Talvez pela minha afinidade com o gênero de horror eu tenha, inconscientemente, a mania de encaixar filmes que me causem algumas sensações desconfortáveis dentro da “caixinha” de filmes de horror. Foi o que aconteceu com “Listen”, dirigido por Ana Rocha de Sousa e que está presente na 45° Mostra de Cinema de São Paulo. No entanto, não é meu propósito aqui defender que o filme de Ana Rocha de Sousa seja de horror, mas pensem, o que há de mais aterrorizante do que ver seus filhos sendo arrancados de casa e todas as tentativas de tentar reaver-los ou mesmo de se comunicar com eles sejam restritas ou quase impossíveis? Existe algum que se aproxime mais de um horror do que isso?

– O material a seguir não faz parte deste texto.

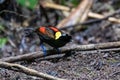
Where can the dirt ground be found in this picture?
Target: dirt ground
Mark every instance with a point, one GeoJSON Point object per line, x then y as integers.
{"type": "Point", "coordinates": [86, 65]}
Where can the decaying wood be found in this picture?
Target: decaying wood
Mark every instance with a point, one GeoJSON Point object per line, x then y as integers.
{"type": "Point", "coordinates": [100, 46]}
{"type": "Point", "coordinates": [23, 69]}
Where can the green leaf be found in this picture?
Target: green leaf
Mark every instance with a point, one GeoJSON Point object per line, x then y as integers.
{"type": "Point", "coordinates": [3, 41]}
{"type": "Point", "coordinates": [31, 4]}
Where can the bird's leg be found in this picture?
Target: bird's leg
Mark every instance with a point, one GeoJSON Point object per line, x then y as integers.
{"type": "Point", "coordinates": [58, 50]}
{"type": "Point", "coordinates": [43, 48]}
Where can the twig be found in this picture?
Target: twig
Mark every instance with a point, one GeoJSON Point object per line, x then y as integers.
{"type": "Point", "coordinates": [23, 69]}
{"type": "Point", "coordinates": [102, 46]}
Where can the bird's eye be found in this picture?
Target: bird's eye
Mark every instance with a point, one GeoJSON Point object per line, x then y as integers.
{"type": "Point", "coordinates": [64, 34]}
{"type": "Point", "coordinates": [57, 35]}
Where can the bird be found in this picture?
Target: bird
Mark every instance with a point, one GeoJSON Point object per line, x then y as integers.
{"type": "Point", "coordinates": [53, 37]}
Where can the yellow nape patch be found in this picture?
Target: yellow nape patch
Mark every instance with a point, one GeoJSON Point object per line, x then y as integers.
{"type": "Point", "coordinates": [57, 35]}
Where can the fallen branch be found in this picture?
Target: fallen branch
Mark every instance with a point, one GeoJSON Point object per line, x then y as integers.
{"type": "Point", "coordinates": [30, 56]}
{"type": "Point", "coordinates": [32, 72]}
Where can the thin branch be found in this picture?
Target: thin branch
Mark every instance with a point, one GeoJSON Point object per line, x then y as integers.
{"type": "Point", "coordinates": [32, 72]}
{"type": "Point", "coordinates": [99, 46]}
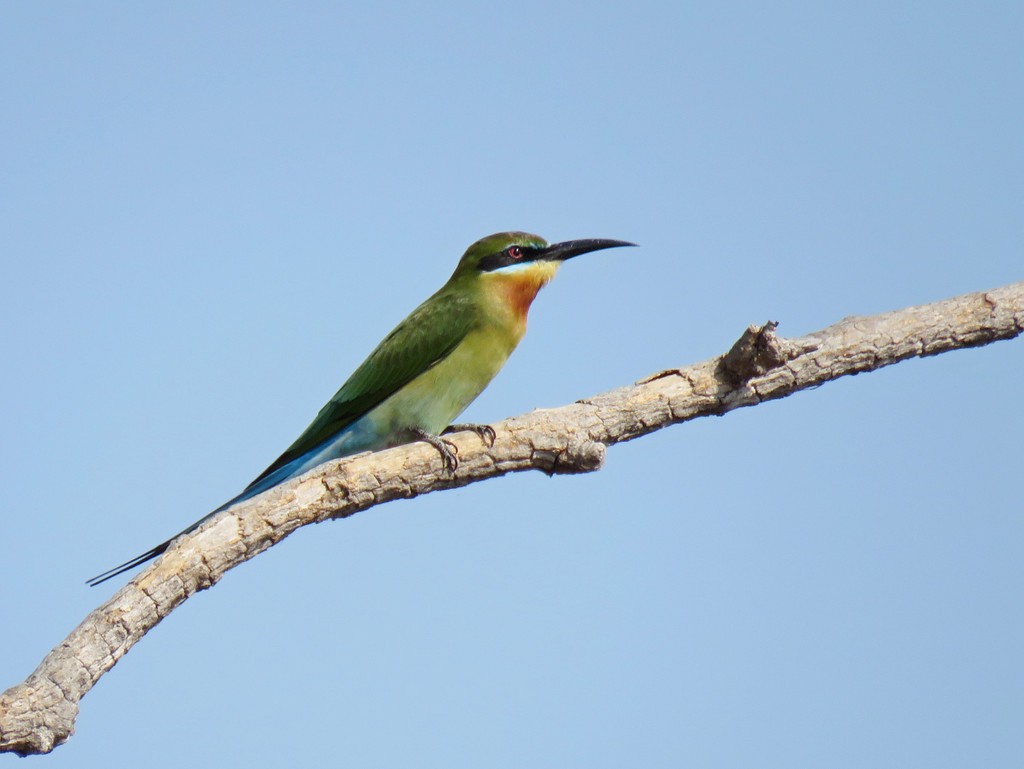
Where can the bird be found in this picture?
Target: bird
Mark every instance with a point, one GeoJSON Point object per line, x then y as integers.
{"type": "Point", "coordinates": [425, 373]}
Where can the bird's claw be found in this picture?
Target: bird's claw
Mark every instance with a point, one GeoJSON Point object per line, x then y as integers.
{"type": "Point", "coordinates": [448, 450]}
{"type": "Point", "coordinates": [486, 432]}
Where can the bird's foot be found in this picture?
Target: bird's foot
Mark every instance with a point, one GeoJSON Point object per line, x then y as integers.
{"type": "Point", "coordinates": [448, 450]}
{"type": "Point", "coordinates": [486, 432]}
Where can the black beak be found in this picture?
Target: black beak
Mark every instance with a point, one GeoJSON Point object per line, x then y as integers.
{"type": "Point", "coordinates": [559, 252]}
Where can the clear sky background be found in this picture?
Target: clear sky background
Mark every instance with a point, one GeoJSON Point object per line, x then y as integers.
{"type": "Point", "coordinates": [211, 212]}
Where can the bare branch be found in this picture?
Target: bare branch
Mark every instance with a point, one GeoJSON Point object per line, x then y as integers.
{"type": "Point", "coordinates": [39, 714]}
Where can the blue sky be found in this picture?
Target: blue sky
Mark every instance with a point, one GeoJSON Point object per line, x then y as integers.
{"type": "Point", "coordinates": [211, 212]}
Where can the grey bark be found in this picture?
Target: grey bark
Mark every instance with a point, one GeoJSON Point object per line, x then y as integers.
{"type": "Point", "coordinates": [39, 714]}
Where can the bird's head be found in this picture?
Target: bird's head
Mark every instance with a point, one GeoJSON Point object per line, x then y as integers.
{"type": "Point", "coordinates": [511, 267]}
{"type": "Point", "coordinates": [524, 254]}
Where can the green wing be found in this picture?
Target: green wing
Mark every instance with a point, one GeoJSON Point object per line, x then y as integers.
{"type": "Point", "coordinates": [417, 344]}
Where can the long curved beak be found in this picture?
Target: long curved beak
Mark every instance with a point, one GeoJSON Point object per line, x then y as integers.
{"type": "Point", "coordinates": [561, 251]}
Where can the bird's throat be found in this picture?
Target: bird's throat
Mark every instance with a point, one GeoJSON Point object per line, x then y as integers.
{"type": "Point", "coordinates": [515, 290]}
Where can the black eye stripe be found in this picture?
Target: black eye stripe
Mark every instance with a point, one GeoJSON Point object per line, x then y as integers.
{"type": "Point", "coordinates": [506, 257]}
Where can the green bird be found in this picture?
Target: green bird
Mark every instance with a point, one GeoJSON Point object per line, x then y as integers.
{"type": "Point", "coordinates": [428, 369]}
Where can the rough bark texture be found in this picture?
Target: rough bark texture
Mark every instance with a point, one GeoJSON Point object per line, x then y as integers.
{"type": "Point", "coordinates": [39, 714]}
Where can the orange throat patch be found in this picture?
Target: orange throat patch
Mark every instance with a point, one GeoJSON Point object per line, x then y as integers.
{"type": "Point", "coordinates": [517, 290]}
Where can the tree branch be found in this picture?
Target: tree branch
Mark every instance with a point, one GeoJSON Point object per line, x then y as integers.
{"type": "Point", "coordinates": [39, 714]}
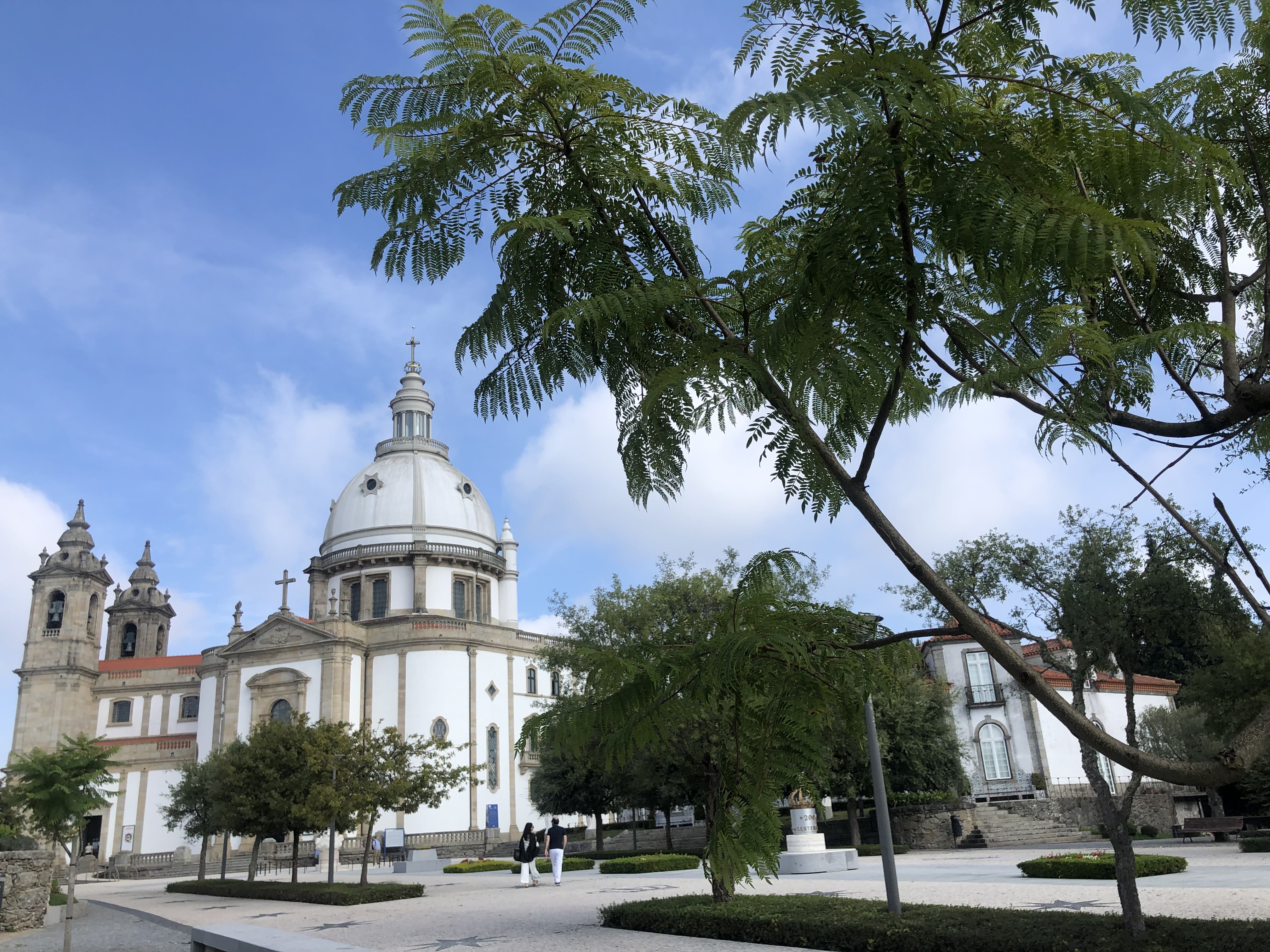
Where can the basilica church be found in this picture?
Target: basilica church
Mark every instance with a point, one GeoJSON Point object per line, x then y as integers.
{"type": "Point", "coordinates": [411, 622]}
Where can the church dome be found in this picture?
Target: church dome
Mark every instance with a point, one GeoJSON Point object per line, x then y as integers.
{"type": "Point", "coordinates": [411, 493]}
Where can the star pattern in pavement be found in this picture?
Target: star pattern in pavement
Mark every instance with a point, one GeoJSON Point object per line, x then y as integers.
{"type": "Point", "coordinates": [335, 926]}
{"type": "Point", "coordinates": [472, 941]}
{"type": "Point", "coordinates": [1074, 907]}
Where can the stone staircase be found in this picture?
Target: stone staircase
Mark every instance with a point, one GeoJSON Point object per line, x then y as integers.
{"type": "Point", "coordinates": [1001, 828]}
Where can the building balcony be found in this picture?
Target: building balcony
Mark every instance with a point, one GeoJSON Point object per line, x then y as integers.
{"type": "Point", "coordinates": [985, 696]}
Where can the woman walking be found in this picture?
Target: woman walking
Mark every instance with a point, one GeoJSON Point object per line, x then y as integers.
{"type": "Point", "coordinates": [529, 851]}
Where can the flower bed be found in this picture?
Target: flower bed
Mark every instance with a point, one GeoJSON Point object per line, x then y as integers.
{"type": "Point", "coordinates": [865, 926]}
{"type": "Point", "coordinates": [572, 864]}
{"type": "Point", "coordinates": [661, 862]}
{"type": "Point", "coordinates": [340, 894]}
{"type": "Point", "coordinates": [1099, 865]}
{"type": "Point", "coordinates": [482, 866]}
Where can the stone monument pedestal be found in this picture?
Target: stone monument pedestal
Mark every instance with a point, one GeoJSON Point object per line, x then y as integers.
{"type": "Point", "coordinates": [804, 848]}
{"type": "Point", "coordinates": [420, 861]}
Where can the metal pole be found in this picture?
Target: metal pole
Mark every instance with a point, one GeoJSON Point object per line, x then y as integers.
{"type": "Point", "coordinates": [331, 858]}
{"type": "Point", "coordinates": [888, 848]}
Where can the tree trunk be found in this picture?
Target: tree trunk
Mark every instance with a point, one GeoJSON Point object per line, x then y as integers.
{"type": "Point", "coordinates": [256, 855]}
{"type": "Point", "coordinates": [70, 895]}
{"type": "Point", "coordinates": [1218, 809]}
{"type": "Point", "coordinates": [1117, 822]}
{"type": "Point", "coordinates": [366, 848]}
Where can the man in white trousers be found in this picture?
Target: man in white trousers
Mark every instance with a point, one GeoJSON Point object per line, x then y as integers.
{"type": "Point", "coordinates": [557, 841]}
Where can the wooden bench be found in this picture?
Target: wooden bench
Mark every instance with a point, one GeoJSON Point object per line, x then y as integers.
{"type": "Point", "coordinates": [1203, 825]}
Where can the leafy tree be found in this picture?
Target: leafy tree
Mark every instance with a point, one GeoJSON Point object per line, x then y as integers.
{"type": "Point", "coordinates": [192, 805]}
{"type": "Point", "coordinates": [577, 784]}
{"type": "Point", "coordinates": [981, 220]}
{"type": "Point", "coordinates": [386, 770]}
{"type": "Point", "coordinates": [58, 790]}
{"type": "Point", "coordinates": [743, 676]}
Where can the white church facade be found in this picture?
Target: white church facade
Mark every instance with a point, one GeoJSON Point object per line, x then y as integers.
{"type": "Point", "coordinates": [411, 622]}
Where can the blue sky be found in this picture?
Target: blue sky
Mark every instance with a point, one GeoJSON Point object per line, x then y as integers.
{"type": "Point", "coordinates": [195, 343]}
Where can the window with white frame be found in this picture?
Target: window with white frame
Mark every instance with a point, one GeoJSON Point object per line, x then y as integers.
{"type": "Point", "coordinates": [980, 669]}
{"type": "Point", "coordinates": [993, 749]}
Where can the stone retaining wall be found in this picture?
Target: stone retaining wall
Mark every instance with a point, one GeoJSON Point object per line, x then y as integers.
{"type": "Point", "coordinates": [26, 890]}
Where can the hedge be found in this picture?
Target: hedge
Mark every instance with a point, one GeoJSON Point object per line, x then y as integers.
{"type": "Point", "coordinates": [482, 866]}
{"type": "Point", "coordinates": [572, 864]}
{"type": "Point", "coordinates": [865, 926]}
{"type": "Point", "coordinates": [876, 848]}
{"type": "Point", "coordinates": [661, 862]}
{"type": "Point", "coordinates": [1098, 866]}
{"type": "Point", "coordinates": [626, 853]}
{"type": "Point", "coordinates": [340, 894]}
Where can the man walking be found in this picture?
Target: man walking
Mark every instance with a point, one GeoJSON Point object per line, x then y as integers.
{"type": "Point", "coordinates": [557, 841]}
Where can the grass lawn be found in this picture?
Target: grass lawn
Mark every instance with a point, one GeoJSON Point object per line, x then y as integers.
{"type": "Point", "coordinates": [865, 926]}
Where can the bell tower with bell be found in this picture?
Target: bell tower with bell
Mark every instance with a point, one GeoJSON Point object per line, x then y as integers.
{"type": "Point", "coordinates": [64, 642]}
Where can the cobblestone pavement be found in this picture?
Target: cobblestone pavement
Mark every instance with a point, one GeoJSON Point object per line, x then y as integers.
{"type": "Point", "coordinates": [489, 910]}
{"type": "Point", "coordinates": [105, 931]}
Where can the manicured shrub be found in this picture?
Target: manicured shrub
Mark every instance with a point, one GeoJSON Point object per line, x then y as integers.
{"type": "Point", "coordinates": [340, 894]}
{"type": "Point", "coordinates": [660, 862]}
{"type": "Point", "coordinates": [876, 848]}
{"type": "Point", "coordinates": [572, 864]}
{"type": "Point", "coordinates": [482, 866]}
{"type": "Point", "coordinates": [865, 926]}
{"type": "Point", "coordinates": [1098, 866]}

“Listen” é um filme português e dirigido por uma mulher, conta a história de uma família que está prestes a perder os filhos para sistema de adoção britânico. Não estou muito familiarizado com as leis por lá, mas parece que há uma série de complicações quando uma família estrangeira está passando por dificuldades financeiras e acaba caindo ou sendo denunciada para as autoridades inglesas. Depois de um acidente na escola de Lu (Maisie Sly) que é uma criança surda em um dia em que ela estava sem o seu aparelho por causa de um defeito coloca a família no radar do serviço social e isso acaba criando um perigo real de separação da família.
Se me pedissem para descrever esse filme em uma só palavra, essa palavra seria “sufocante”. Desde o começo do filme, passando pela cena em que vemos a mãe, Bela (Lucia Moniz) tendo que roubar alguns itens no supermercado enquanto seus filhos estão do lado de fora já ficamos com aquela sensação de ansiedade e sufocamento. E isso só aumenta com o decorrer da história. Toda a família enfrentando o sistema de adoção, as burocracias e o jogo de cartas marcadas, deixam qualquer um que vejam o filme pasmos e atônitos com tudo aquilo que está acontecendo.
São válidas as comparações desse filme de Ana Rocha de Sousa com o cinema de Ken Loach. Até certo ponto, na verdade. Loach é uma figura conhecida entre os críticos e cinéfilos do mundo todo, seus filmes tocam em questões politicas contemporâneas e desigualdade. Aqui podemos concordar que Rocha faz o mesmo caminho. Ela nos mostra através de um exemplo concreto, uma situação concreta: o perigo que mães e famílias de imigrantes tem que conviver naquele país de perder sua família do dia para a noite. Mas, precisamos também ressaltar a importância da assinatura da diretora portuguesa nesse filme. Ela conseguiu condensar toda a história de forma didática e sem perder a seriedade do assunto. Esse mérito é todo dela.
O fato de Lu ser uma criança surda deixa toda a situação ainda mais dramática e sufocante. As autoridades do serviço social exigem que ela fale apenas em inglês, não podendo se expressar na sua língua nativa. Lu não fala, apenas se comunica com linguagens de sinais, o serviço social vê isso como uma forma de código e sempre que ela tenta conversar com a sua mãe é impedida e as visitas são interrompidas. Essas cenas são de puro desespero e de horror. Vemos Bela e seu marido, Jota (Ruben Garcia), vendo seus filhos novamente sendo arrancados de seus braços.
Por ter lido a sinopse pouco antes de ver o filme já estava esperando que iria gostar do filme, mas o resultado foi surpreendente. De todos os filmes que assisti nessa edição da Mostra de São Paulo, esse sem duvida é o melhor. Estou ansioso para conhecer mais da filmografia dessa diretora.